Windows 10 Will Keep Microsoft in the Race
Microsoft's new operating system Windows 10, due to ship next year, looks at first glance like a generational retreat to the safe stability of Windows 7. That appearance is deceptive.
The three major operating system developers -- Apple, Google and Microsoft -- are chasing the same dream, in which all devices -- mobile phones, computers, TV sets and Internet of Things gadgets -- work on the same platform. Each has approached the challenge from a different angle.
Apple has distinct operating systems for PCs and mobile devices (and now, it appears, a third one for wearables). It is constantly adding functionality so that users can switch between them seamlessly. The latest iteration of the concept is Handoff, which allows a user to start a task on one device and continue on another.
Google's initial idea was Chrome OS, basically a browser that provides access to cloud applications. Chrome has succeeded in a limited way, but Android, a full operating system, did better. Android achieved dominance in the mobile world, so Google appears to be gradually folding Chrome OS into it. Major hardware producers, such as Lenovo and HP, are now experimenting with Android as a desktop system.
Microsoft missed out on the mobile boom and was forced onto a third path: trying to port a desktop operating system onto touchscreen devices. It attempted that with Windows 8, hiring design powerhouse Pentagram to create a touch interface. The result was beautiful, but it made Windows 8 torture to use on a traditional keyboard-and-mouse desktop.

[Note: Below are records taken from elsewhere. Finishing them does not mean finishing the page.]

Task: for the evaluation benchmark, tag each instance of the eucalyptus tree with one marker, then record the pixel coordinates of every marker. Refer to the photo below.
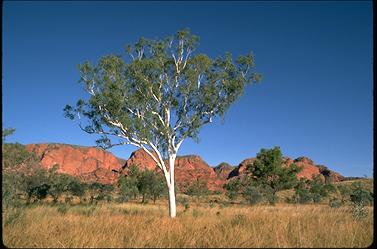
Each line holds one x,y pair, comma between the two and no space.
159,95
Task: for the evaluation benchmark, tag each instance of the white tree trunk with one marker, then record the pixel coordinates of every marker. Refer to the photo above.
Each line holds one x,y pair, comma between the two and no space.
172,204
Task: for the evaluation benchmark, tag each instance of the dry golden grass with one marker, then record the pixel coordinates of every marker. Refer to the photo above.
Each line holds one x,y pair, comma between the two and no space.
135,225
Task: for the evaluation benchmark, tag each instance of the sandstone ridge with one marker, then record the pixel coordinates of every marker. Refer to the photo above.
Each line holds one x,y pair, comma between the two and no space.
94,164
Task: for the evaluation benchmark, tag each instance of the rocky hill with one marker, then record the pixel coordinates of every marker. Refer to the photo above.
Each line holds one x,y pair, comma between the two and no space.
94,164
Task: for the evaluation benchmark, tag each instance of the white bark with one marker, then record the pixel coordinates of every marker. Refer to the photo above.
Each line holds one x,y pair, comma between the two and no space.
171,186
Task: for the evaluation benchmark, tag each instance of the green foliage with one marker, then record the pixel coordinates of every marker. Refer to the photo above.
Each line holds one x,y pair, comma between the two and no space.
150,184
134,99
128,186
319,189
76,188
147,183
360,195
344,191
7,132
269,172
232,188
15,155
11,190
98,191
198,188
253,194
335,203
239,220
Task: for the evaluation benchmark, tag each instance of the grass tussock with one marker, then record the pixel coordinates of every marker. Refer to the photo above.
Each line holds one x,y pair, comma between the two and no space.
134,225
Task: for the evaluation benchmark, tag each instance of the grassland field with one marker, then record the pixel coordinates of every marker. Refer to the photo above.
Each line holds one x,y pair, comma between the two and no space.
201,225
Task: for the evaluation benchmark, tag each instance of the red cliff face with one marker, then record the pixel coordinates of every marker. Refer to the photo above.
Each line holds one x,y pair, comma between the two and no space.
223,170
87,163
187,169
309,169
93,164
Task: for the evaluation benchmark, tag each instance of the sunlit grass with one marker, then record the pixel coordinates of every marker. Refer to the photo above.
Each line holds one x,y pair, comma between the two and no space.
135,225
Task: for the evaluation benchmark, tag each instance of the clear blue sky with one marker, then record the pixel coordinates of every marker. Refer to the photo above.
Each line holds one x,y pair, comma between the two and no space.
315,99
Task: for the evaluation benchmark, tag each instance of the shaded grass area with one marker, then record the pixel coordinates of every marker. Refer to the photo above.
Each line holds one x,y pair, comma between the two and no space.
135,225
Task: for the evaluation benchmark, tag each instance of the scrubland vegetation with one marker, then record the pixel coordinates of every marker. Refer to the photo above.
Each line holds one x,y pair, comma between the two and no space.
42,208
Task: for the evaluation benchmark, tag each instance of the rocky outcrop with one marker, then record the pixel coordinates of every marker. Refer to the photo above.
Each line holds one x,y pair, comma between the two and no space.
93,164
187,169
309,169
87,163
223,170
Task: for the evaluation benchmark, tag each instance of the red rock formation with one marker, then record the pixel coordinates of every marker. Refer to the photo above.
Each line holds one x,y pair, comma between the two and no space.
309,169
87,163
93,164
187,169
223,170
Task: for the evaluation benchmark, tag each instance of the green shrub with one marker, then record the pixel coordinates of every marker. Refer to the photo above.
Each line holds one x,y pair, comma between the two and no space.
253,194
335,203
62,209
13,215
238,219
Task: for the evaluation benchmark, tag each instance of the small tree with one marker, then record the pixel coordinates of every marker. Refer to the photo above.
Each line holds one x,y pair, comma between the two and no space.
198,188
269,172
7,132
76,188
128,185
253,194
344,192
162,96
232,188
320,189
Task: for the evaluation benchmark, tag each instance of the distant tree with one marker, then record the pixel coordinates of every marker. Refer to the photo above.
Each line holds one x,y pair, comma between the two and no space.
15,155
319,189
344,191
269,172
98,191
164,95
157,187
253,194
76,188
232,188
7,132
150,185
360,195
128,185
12,189
36,185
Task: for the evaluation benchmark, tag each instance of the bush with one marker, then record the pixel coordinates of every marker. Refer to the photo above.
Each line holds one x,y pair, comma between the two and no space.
62,209
303,196
335,203
253,194
12,216
232,188
238,219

Microsoft lost a battle but it hasn't yet lost the war, because the single-platform dream has eluded its rivals until now, too. They have only done well with certain components, not in assembling the whole picture. As a result, the personal computing world has become highly fragmented. I use Apple's Mac OS X on my home PC, because it's the best desktop operating system ever designed; Android on my mobile devices, because it's flexible and easy to use with Google's market-leading cloud services; and Windows 7 at work, because it's convenient for my employer.
Microsoft's first task is to consolidate its hold on the corporate market, the company's only remaining entry point into the single-platform contest. To succeed, Microsoft needs to pander to IT managers, so they don't switch to Chrome OS/Android or even Apple's offerings. The next Windows system has to be easy to manage across multiple devices and intuitive for inexperienced users, to minimize calls to tech support. And it has to provide an easy-to-work-with command shell -- that DOS-like environment of typed-in commands that ordinary users never call up anymore. Laugh all you want about advertising something so antiquated in 2014, system administrators will listen.

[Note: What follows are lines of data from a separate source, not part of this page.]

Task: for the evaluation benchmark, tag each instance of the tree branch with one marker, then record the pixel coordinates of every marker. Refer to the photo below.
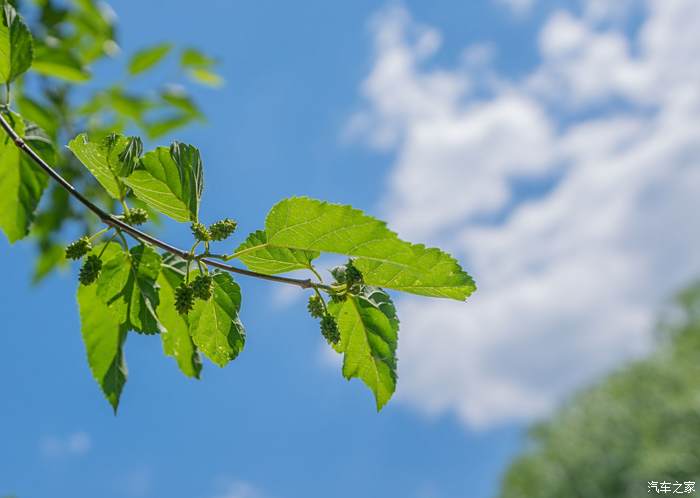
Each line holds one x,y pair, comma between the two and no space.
112,221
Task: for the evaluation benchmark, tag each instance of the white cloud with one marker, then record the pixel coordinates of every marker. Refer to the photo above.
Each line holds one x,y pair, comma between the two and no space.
75,444
238,489
518,7
569,277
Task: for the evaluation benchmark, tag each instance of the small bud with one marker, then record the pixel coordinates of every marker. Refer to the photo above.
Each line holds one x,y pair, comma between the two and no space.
202,287
315,307
329,329
222,230
184,298
200,232
90,270
79,248
136,217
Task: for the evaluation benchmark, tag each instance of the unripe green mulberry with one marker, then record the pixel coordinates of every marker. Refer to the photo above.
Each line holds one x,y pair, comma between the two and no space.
222,230
202,287
329,329
79,248
184,298
200,232
136,216
90,270
315,307
353,277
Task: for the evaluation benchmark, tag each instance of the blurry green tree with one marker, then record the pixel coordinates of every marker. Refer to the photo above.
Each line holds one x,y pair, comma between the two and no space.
638,425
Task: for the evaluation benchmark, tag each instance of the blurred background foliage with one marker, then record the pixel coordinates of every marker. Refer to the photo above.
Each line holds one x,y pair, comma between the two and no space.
63,97
640,424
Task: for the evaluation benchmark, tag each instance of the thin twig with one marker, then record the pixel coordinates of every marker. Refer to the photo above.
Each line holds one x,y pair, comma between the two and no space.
135,233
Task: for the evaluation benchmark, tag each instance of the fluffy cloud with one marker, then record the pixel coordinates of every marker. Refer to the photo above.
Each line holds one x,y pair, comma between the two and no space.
569,194
238,489
75,444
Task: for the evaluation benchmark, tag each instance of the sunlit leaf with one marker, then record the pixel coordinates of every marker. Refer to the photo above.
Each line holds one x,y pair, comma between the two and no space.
16,44
383,258
21,184
214,324
176,338
170,180
107,159
262,257
368,337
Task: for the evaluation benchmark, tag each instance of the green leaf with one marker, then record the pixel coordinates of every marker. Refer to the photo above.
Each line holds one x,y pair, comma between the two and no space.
206,77
128,286
176,338
38,113
16,45
104,336
262,257
145,59
107,159
368,337
21,184
170,181
59,63
214,324
383,258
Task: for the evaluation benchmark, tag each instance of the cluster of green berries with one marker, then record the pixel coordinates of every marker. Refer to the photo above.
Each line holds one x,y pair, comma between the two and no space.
315,307
136,216
201,287
221,230
348,279
329,327
90,270
79,248
200,231
184,298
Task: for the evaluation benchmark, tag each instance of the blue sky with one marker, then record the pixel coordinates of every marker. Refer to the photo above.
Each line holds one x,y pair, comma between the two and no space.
494,128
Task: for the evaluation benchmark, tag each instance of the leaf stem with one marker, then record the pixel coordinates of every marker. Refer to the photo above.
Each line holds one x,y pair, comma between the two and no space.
114,222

The Windows 10 presentation on Tuesday showed that Microsoft is awake to all these necessities, after ignoring them in Windows 8. Pushing the system out from the work environment into pockets, travel bags and homes will be the next step.
Under what circumstances would I allow my employer to dictate my personal choice of computing platform outside the office? There would have to be a flexible system that would work across all device sizes and purposes. By that, I mean running the exact same apps, not duplicates, and seamless switching from one device to another: The same tabs would have to open in browsers, the same documents in the productivity apps, and the same mailboxes and social network feeds, configured in the same way.

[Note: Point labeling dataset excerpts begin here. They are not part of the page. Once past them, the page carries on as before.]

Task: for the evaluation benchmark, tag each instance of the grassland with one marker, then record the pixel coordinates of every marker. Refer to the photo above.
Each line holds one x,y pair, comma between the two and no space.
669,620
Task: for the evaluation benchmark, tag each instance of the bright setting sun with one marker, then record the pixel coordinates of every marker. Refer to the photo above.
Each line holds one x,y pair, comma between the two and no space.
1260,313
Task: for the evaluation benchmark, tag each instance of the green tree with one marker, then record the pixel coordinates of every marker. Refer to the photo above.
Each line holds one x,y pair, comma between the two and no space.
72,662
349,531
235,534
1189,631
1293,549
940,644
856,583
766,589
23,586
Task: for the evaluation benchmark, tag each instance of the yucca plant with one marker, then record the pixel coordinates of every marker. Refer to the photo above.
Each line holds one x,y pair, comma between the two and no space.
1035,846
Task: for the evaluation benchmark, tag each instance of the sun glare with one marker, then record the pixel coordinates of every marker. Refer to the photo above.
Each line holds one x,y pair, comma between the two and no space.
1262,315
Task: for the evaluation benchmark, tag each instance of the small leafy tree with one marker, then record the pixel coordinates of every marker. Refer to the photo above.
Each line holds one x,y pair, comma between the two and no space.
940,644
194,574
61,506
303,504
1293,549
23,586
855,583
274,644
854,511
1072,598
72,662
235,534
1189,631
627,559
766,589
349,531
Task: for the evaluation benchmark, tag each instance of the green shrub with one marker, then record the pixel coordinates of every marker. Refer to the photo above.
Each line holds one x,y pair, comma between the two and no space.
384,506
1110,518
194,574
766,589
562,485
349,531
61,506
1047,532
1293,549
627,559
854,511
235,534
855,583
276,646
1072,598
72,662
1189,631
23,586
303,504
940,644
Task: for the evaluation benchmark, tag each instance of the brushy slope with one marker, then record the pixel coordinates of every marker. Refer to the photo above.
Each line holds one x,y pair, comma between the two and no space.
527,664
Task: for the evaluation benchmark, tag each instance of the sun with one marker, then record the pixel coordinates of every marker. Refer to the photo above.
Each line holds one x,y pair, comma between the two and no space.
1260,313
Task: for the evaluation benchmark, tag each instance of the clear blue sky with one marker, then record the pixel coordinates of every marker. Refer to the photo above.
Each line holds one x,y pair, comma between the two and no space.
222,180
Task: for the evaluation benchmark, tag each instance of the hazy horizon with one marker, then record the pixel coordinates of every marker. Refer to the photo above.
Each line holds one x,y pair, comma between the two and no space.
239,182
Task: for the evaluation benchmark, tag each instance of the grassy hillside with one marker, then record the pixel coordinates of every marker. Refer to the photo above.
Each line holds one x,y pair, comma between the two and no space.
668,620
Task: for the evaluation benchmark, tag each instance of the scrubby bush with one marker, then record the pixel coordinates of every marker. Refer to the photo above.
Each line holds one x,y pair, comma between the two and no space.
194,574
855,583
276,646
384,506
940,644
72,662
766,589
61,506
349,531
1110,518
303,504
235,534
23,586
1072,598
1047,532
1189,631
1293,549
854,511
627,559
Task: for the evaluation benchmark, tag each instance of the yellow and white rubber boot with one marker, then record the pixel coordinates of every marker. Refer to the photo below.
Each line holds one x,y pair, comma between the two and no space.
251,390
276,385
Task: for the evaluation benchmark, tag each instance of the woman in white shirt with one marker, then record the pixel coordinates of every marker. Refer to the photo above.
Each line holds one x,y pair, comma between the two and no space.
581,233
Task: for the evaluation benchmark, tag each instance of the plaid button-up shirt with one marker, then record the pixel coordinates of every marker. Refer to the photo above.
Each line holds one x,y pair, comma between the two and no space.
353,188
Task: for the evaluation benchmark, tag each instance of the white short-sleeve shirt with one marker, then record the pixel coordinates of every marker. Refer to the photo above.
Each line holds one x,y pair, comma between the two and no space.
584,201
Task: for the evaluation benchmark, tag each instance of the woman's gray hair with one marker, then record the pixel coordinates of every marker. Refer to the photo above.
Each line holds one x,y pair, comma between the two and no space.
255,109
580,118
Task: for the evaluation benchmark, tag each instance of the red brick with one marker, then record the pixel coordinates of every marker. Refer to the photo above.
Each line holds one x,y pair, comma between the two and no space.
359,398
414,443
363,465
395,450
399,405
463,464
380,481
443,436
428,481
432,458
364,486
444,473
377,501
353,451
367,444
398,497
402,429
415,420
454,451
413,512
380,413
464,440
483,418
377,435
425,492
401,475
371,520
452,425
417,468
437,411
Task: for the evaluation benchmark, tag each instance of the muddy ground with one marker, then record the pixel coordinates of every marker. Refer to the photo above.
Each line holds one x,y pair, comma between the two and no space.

Windows 10 takes a step in that direction. It's too early to say what exactly the platform will deliver, but it should be able to switch interfaces, depending on how a device is operated -- for example with or without a keyboard. The feature, called Continuum is not functional yet, but should be working by the time the system ships.
I'm not saying I trust Microsoft to get the single platform concept right next year. It isn't yet clear which of the three contenders will win that race, and my bet is on Google -- it has advanced furthest toward a software solution that unifies different devices. Microsoft, however, is making the best of the bad hand it was dealt by the company's previous management.